TL;DR: Collecting more qualitative data, such as stacking quality on the scale and strategic driving, and using that data effectively along with quantitative performance data to determine alliance partners and match strategies were the most difficult parts of scouting FIRST Power Up. As much as I love statistics and numbers, they aren’t everything to making successful alliances and successful strategies.


#15

Perfectly sums up my thoughts about scouting this year. +1

On the plus side, the game was really fun to watch at all levels of play, so the whole motivating scouters issue wasn’t as much of a thing this year on our team.


#16

Quality of scale cube placement.


#17

+1. Quality of scale placement, driving ability, and strategic capabilities would be the hardest part of scouting Power Up, I’d say.

We built Tesla’s alliance 3 around the idea of placing high and placing well, picking 2590 to scale with us. We went against the popular idea of win the scale early to win the match (prioritizing quality of placement over available teams with working 3 scale autos). We knew we would start off without the scale out of autonomous, but we just took it back in teleop every time. Most alliances could take the scale early, but couldn’t win back a losing scale; we were the opposite. It worked out pretty well. We’re most proud of finals 1 on Tesla.

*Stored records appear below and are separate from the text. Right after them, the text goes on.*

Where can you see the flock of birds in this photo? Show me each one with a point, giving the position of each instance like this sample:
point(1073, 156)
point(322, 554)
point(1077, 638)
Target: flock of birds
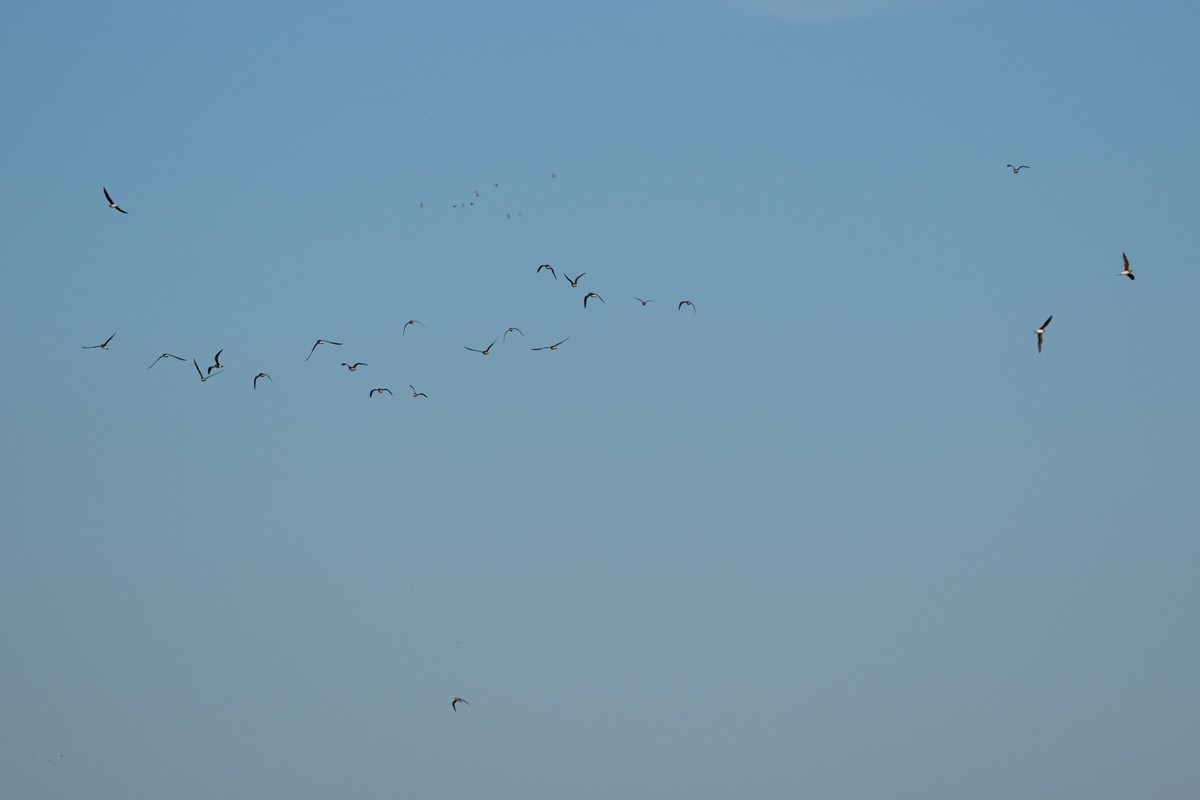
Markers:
point(216, 367)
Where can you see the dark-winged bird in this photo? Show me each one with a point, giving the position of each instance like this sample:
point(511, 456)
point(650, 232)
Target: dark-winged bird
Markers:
point(1042, 330)
point(111, 203)
point(1127, 272)
point(102, 346)
point(322, 342)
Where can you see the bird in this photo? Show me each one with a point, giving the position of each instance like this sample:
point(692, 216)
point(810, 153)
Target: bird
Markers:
point(166, 355)
point(1127, 271)
point(550, 347)
point(203, 377)
point(102, 347)
point(485, 352)
point(1043, 330)
point(111, 203)
point(216, 361)
point(322, 342)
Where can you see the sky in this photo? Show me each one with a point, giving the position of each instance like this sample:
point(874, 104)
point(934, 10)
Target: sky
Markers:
point(839, 531)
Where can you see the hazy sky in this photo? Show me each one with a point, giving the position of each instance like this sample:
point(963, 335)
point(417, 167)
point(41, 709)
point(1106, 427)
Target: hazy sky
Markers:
point(841, 533)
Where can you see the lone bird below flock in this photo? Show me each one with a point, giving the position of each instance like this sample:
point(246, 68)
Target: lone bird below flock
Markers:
point(111, 203)
point(1127, 272)
point(319, 342)
point(1042, 331)
point(103, 346)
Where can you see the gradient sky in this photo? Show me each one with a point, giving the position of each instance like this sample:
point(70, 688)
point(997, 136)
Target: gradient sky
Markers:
point(843, 533)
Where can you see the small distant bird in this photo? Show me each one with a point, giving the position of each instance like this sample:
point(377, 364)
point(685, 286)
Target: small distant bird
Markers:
point(102, 347)
point(166, 355)
point(485, 352)
point(1127, 271)
point(550, 347)
point(203, 377)
point(111, 203)
point(1042, 330)
point(319, 342)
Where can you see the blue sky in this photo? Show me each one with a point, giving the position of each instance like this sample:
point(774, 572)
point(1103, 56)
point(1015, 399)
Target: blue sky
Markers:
point(843, 533)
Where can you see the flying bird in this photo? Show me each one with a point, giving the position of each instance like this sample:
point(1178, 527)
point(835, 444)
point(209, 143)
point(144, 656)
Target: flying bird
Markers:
point(550, 347)
point(322, 342)
point(111, 203)
point(1127, 272)
point(1042, 330)
point(166, 355)
point(203, 377)
point(485, 352)
point(102, 347)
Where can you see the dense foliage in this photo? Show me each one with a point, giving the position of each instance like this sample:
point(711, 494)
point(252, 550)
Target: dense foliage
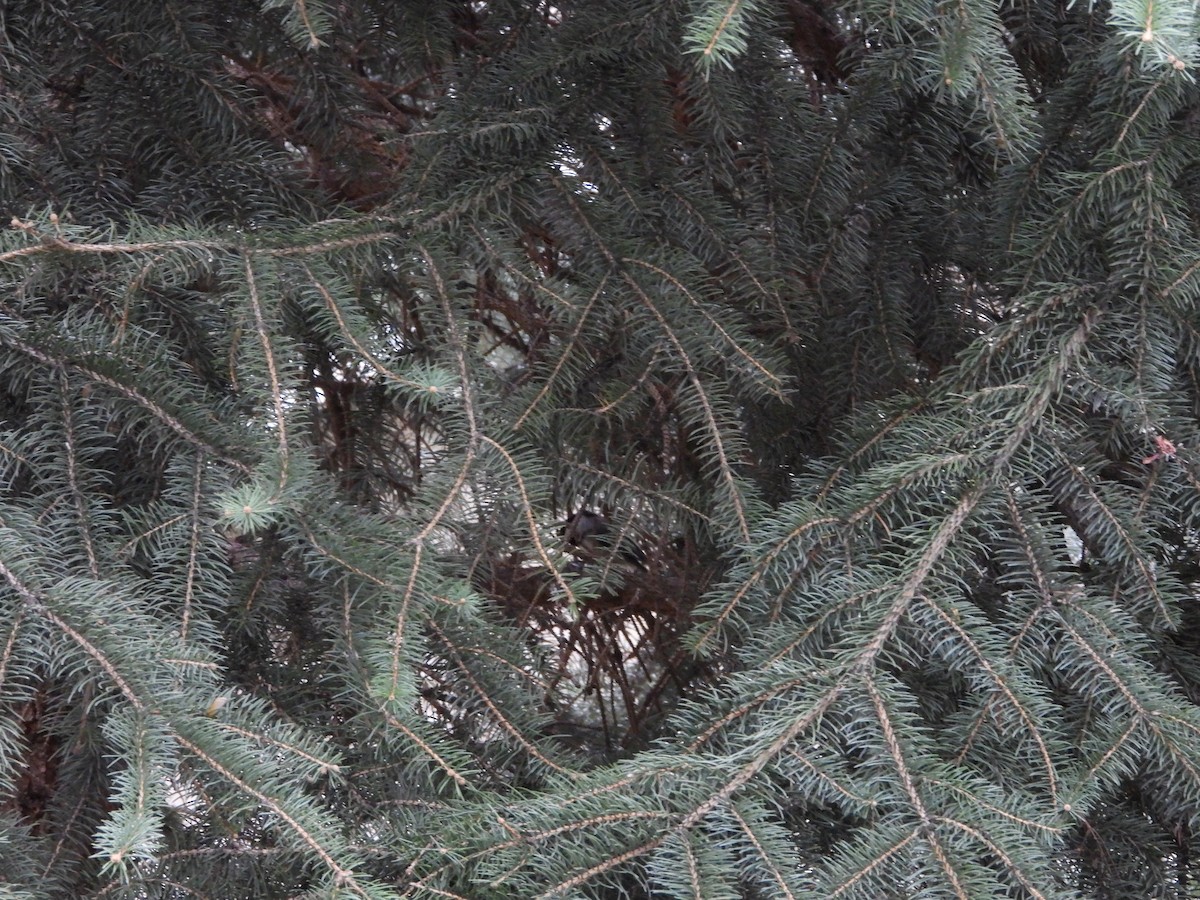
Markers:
point(610, 449)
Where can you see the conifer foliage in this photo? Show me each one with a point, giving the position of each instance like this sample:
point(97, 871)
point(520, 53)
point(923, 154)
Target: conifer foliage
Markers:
point(611, 449)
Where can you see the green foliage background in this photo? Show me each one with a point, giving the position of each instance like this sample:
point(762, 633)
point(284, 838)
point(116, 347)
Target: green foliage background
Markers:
point(873, 328)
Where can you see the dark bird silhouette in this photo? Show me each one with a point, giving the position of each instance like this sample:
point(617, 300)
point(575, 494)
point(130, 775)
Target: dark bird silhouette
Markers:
point(591, 535)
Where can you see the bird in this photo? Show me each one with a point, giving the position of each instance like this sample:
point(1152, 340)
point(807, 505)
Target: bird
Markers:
point(588, 532)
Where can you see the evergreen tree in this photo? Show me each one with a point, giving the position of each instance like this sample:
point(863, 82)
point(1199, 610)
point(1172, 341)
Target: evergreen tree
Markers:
point(610, 449)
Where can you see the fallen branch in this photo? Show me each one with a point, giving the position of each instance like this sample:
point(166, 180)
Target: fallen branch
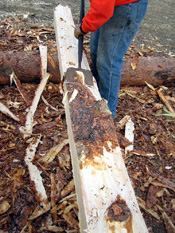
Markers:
point(20, 88)
point(28, 128)
point(129, 134)
point(7, 112)
point(35, 173)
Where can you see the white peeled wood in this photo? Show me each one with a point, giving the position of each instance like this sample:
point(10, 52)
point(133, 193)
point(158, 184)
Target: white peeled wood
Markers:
point(66, 42)
point(105, 177)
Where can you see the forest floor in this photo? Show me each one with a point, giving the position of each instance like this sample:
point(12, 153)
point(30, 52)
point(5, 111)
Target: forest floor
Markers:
point(150, 165)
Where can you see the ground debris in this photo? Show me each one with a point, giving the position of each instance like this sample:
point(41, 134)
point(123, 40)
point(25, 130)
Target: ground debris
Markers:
point(149, 165)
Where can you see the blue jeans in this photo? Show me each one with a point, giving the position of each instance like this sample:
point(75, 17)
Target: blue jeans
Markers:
point(108, 46)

One team stood out in driving ability on Tesla - 708, Hatters Robotics. From protecting our switch, cube sniping our opponents, filling our vault, being an amazing defender, and doing multiple at the same time, 708 did it all insanely well. Finding good driving is, in my opinion, just something you have to see for yourself. Numbers don’t tell you who can make crazy maneuvers when needed.

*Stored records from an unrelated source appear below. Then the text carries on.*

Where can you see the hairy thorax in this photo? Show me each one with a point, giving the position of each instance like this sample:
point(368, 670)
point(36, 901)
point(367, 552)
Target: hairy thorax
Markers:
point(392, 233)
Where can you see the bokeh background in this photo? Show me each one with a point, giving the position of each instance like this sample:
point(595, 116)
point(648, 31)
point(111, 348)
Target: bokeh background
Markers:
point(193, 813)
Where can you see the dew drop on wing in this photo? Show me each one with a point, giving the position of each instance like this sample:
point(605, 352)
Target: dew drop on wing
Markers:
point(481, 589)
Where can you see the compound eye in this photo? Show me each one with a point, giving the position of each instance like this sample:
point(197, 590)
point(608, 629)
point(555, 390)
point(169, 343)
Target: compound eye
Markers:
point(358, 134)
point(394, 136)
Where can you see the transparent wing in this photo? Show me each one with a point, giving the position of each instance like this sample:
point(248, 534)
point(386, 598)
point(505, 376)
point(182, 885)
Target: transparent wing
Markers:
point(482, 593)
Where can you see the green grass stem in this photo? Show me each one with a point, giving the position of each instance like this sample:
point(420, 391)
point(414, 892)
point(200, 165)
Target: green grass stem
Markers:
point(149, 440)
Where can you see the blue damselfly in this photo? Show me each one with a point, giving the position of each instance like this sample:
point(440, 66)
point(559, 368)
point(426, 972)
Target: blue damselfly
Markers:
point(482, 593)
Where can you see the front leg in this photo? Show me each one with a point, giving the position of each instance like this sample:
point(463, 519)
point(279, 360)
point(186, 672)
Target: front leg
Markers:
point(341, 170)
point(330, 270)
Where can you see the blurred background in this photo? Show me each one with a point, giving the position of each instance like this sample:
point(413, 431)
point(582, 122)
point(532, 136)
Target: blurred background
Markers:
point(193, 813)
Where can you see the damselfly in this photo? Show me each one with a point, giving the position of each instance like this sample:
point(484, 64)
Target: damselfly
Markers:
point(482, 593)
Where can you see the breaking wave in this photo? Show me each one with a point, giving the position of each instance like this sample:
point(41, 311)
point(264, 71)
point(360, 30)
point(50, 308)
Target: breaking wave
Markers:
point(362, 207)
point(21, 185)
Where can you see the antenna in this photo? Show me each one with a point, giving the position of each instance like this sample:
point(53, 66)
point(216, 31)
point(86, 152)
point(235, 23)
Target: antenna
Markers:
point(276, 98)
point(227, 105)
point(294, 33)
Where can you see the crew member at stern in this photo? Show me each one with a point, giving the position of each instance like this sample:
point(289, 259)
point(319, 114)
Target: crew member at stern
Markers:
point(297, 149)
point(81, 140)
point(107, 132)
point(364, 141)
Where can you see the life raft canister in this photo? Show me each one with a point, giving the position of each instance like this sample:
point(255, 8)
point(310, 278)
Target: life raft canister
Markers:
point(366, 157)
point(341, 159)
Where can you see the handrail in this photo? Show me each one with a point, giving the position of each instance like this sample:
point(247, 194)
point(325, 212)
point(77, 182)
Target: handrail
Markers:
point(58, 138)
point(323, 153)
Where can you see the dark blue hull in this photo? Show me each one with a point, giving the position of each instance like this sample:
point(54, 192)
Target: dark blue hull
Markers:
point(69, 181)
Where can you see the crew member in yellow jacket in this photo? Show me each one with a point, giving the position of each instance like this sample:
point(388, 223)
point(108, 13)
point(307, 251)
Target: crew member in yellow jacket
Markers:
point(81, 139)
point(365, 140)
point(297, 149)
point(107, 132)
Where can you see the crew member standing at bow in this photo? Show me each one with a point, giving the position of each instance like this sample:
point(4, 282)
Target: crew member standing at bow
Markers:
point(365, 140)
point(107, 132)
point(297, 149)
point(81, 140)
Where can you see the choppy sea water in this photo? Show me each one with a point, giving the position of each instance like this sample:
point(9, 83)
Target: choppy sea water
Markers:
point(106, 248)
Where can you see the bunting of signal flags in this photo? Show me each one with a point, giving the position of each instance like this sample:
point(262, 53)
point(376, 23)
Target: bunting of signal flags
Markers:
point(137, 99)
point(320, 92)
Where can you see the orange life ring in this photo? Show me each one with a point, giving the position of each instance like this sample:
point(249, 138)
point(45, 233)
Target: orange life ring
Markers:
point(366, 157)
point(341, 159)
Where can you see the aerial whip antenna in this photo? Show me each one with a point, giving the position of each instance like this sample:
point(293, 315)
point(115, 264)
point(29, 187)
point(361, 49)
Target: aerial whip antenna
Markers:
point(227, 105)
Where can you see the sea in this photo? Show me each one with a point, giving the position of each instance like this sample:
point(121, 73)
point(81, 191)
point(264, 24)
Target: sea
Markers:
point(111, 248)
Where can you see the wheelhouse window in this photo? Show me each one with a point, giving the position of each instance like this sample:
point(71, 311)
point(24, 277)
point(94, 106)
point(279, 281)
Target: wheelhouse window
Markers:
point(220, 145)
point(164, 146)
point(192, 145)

We measured strategic ability by comparing cubes placed in each switch and the scale with the approximate number of cubes needed to neutralize it. This allowed us to see if teams placed cubes where they were needed and distinguish when a team only scored three cubes in the scale because they could or because they only needed that many to secure it the entire match. If a team had cubes well above what they needed to own the scale but allowed their switch to be lost, for example, we’d know they weren’t the best at switching tasks when needed.


#18

+1. Quality of scale placement, driving ability, and strategic capabilities are the hardest part of scouting Power Up, I’d say.

We built Tesla’s alliance 3 around the idea of placing high and placing well, picking 2590 to scale with us. We went against the popular idea of win the scale early to win the match (prioritizing quality of placement over available teams with working 3 scale autos). We knew we would start off without the scale out of autonomous, but most alliances couldn’t win back a losing scale. Once we got it, we held it for the match. We’re most proud of finals 1 on Tesla.

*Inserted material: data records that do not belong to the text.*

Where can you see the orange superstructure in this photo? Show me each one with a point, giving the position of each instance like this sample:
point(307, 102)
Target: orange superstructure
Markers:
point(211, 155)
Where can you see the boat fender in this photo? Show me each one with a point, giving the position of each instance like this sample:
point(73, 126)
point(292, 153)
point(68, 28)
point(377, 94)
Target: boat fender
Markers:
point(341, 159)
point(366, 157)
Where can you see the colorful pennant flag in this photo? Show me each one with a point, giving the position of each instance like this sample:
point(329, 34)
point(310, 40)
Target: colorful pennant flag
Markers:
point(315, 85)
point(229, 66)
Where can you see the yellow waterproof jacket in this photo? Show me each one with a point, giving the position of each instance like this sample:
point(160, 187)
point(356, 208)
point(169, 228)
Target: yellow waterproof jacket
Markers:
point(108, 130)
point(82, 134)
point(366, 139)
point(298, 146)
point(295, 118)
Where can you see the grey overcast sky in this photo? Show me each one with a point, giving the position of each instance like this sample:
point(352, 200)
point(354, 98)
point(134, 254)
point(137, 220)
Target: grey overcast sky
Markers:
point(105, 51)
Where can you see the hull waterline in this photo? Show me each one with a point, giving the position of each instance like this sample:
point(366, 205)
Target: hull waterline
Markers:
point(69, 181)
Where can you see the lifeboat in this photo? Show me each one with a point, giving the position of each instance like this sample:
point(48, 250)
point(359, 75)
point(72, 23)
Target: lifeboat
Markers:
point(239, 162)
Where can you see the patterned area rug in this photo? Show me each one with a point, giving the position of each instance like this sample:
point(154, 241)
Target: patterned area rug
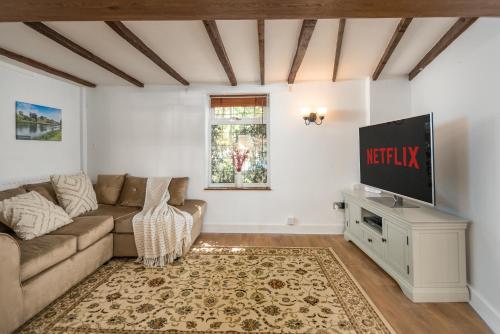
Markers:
point(218, 290)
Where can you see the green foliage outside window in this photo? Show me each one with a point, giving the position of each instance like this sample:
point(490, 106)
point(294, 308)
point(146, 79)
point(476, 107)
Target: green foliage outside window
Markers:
point(224, 137)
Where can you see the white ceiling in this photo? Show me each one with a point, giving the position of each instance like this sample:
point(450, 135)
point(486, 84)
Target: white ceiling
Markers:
point(185, 46)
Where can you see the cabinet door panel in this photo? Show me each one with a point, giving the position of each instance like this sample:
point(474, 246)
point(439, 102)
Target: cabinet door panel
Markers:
point(355, 221)
point(397, 248)
point(374, 241)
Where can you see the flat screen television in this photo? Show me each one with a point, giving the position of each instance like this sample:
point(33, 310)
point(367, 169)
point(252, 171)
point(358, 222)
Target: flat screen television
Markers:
point(398, 157)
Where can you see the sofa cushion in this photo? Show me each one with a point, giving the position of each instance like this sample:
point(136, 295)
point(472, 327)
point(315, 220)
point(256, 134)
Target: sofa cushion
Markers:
point(74, 193)
point(45, 189)
point(6, 194)
point(195, 207)
point(178, 189)
point(133, 192)
point(121, 214)
point(87, 230)
point(43, 252)
point(31, 215)
point(108, 188)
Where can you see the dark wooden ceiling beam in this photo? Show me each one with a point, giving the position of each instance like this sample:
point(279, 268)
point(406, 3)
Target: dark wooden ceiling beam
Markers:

One team stood out in driving ability on Tesla - 708, Hatters Robotics. From protecting our switch, cube sniping our opponents, filling our vault, being an amazing defender, and doing multiple at the same time, 708 did it all insanely well. Finding good driving is, in my opinion, just something you have to see for yourself.

We measured strategic ability by comparing cubes placed in each switch and the scale with the approximate number of cubes needed to neutralize it. This allowed us to see if teams placed cubes where they were needed and distinguish when a team only scored three cubes in the scale because they could or because they only needed that many to secure it the entire match.


#19

+1. Scale placement, good driving, and strategic decisions on actions


#20

Scouting this game, I’m sure we can all agree, was not really a matter of numbers. A bot could score many cubes on the scale, but if another robot contests them in a pushing war for defense or if they dropped too many cubes they were not a viable bot.

Performance was really what mattered this year, if a bot could perform a task effectively then they were viable. They may have been slower than another bot, but if they were smooth they were effective. Smooth when it came to the scale was important, and pushing power plus quick cycles were required for a good switch robot.